Chapter 23. Writing with Confidence

Many managers and executives understand that the highest-paid administrators are among the world’s best ghostwriters. The better your communication skills (especially writing), the more time you save your manager and the more valuable you become. Rate yourself as a writer by answering the following questions:

Yes No 

I always keep my audience in mind when I write. Do they want to know every fact or just the “bottom line”? Are there cultural issues?

I have no problem with the basics: grammar, spelling, and punctuation. (If your answer is “no,” buy a handbook and dictionary and take a brush-up class.)

I know the difference between active and passive construction, and try to use the active wherever possible. (Examples: Passive—The temp was hired by Mary. Active—Mary hired the temp.)

I choose simple words to communicate clearly. (Examples: Complex— Subsequently, we’ll require your endorsement. Simple—Later, we'll need your signature.)
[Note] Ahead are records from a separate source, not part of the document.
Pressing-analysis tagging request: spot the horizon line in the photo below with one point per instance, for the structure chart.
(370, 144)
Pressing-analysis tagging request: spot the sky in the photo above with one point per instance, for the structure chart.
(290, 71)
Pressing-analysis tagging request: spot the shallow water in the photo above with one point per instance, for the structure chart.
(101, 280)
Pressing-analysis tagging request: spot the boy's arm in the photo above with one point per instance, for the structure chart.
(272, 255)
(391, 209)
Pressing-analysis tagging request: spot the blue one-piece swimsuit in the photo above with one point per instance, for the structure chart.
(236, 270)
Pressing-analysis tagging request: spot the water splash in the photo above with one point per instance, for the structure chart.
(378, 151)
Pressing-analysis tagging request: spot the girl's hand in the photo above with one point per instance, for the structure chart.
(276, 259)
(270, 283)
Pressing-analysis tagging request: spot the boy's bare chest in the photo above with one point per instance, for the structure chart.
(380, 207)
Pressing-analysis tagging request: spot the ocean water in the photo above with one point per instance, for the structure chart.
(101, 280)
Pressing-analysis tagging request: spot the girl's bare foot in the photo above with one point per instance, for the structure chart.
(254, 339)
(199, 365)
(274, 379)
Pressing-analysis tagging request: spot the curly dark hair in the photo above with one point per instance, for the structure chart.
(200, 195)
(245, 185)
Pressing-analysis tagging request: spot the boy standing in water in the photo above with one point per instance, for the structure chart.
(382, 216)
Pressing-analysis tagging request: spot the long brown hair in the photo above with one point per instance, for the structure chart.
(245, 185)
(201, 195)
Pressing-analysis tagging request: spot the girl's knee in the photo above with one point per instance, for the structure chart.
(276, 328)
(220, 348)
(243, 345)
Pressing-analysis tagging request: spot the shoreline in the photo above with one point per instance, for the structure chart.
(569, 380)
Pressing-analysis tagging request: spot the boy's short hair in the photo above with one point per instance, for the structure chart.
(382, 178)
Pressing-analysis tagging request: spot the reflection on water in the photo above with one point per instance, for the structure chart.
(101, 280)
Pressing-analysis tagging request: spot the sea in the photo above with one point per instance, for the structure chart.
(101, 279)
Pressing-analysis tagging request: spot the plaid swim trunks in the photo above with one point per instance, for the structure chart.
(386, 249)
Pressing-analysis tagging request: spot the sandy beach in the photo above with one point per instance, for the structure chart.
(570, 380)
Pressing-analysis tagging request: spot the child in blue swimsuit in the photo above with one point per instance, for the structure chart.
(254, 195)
I make it a point to state clearly the specific purpose of my letters or memos. Preferably, in simple words in the first paragraph.

I keep a file of sample letters and memos so I can quickly put together an appropriate response to the routine requests we receive.

I personalize letters and memos so the recipient will feel recognized.

If there is any doubt about how a name is spelled, I double-check it. I understand how important a person’s name and title is.

I know that it is hard to proofread my own work, so I have a “buddy” in the office with whom I exchange important letters, reports, etc.